In [1]:
# Render our plots inline
%matplotlib inline
%pylab inline
import numpy as np
import pandas as pd
import matplotlib as mpl
import matplotlib.pyplot as plt
import matplotlib.mlab as mlab
# General Plotting Parameters
mpl.rcParams['figure.figsize'] = (8,5)
mpl.rcParams['lines.linewidth'] = 2.5
mpl.rcParams['font.weight'] = 'bold'
mpl.rcParams['axes.linewidth'] = 1.5
mpl.rcParams['font.size'] = 14.
mpl.rcParams['legend.fontsize'] = 12.
mpl.rcParams['axes.labelsize'] = 12.
mpl.rcParams['xtick.labelsize'] = 10.
mpl.rcParams['ytick.labelsize'] = 10.
mpl.rcParams['xtick.minor.pad'] = 4
mpl.rcParams['xtick.direction'] = 'out'
mpl.rcParams['ytick.direction'] = 'out'
#Git says this is patched, but it doesn't work from Pip --upgrade 26-mar-2015
#mpl.rcParams['xtick.minor.visible'] = True
# These are the "Tableau 20" colors as RGB.

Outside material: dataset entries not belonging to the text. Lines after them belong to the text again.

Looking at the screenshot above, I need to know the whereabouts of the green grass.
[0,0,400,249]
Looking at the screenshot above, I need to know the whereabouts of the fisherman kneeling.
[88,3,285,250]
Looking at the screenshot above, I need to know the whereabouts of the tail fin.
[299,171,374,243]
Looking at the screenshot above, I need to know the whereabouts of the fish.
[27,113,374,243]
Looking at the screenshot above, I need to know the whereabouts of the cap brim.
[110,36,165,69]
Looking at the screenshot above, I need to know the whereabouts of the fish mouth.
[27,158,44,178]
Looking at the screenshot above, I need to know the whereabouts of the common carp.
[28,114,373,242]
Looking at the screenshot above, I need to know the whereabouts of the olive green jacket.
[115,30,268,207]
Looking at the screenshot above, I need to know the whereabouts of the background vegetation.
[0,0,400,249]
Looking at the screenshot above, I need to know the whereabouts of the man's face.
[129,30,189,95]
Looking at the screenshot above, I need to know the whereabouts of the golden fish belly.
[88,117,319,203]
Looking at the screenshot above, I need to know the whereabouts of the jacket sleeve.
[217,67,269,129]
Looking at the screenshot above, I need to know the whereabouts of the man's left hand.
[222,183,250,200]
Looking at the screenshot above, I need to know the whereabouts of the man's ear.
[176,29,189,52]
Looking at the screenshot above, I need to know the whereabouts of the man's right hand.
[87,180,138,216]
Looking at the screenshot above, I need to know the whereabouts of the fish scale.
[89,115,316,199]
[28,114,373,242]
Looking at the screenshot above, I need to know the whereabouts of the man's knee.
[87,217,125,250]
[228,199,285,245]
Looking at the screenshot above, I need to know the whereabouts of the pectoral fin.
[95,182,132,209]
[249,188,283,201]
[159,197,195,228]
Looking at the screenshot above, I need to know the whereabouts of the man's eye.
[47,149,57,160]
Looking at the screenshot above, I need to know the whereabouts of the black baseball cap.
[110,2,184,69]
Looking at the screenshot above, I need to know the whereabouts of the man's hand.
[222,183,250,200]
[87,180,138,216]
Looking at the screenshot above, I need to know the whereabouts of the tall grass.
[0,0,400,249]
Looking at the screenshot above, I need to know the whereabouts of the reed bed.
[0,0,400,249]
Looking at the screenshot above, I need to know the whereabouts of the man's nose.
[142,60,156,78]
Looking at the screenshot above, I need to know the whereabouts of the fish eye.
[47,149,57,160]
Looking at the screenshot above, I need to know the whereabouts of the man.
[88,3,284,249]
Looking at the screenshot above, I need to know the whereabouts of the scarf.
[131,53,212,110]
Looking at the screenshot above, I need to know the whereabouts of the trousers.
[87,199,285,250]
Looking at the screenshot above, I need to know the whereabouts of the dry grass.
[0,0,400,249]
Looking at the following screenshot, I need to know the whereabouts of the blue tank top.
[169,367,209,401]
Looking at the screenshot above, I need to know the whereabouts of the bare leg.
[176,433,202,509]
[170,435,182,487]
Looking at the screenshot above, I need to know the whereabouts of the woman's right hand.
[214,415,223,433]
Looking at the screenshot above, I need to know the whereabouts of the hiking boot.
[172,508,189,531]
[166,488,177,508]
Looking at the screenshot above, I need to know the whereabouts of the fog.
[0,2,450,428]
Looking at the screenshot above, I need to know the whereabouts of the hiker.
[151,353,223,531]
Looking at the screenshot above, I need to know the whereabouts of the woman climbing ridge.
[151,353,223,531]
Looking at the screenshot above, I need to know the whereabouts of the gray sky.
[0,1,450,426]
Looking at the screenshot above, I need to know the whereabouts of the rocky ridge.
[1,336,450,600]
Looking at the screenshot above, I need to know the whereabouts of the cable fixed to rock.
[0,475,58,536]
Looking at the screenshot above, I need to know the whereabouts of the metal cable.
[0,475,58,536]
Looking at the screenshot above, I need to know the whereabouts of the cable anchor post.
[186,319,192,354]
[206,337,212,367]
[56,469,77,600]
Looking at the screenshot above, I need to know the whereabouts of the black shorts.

tableau20 = [(31, 119, 180), (174, 199, 232), (255, 127, 14),
(255, 187, 120), (44, 160, 44), (152, 223, 138),
(148, 103, 189),
(197, 176, 213), (140, 86, 75), (196, 156, 148),
(227, 119, 194), (247, 182, 210), (127, 127, 127),
(199, 199, 199), (188, 189, 34), (219, 219, 141),
(23, 190, 207), (158, 218, 229),(214, 39, 40), (255, 152, 150)]
# Scale the RGB values to the [0, 1] range,
# which is the format matplotlib accepts.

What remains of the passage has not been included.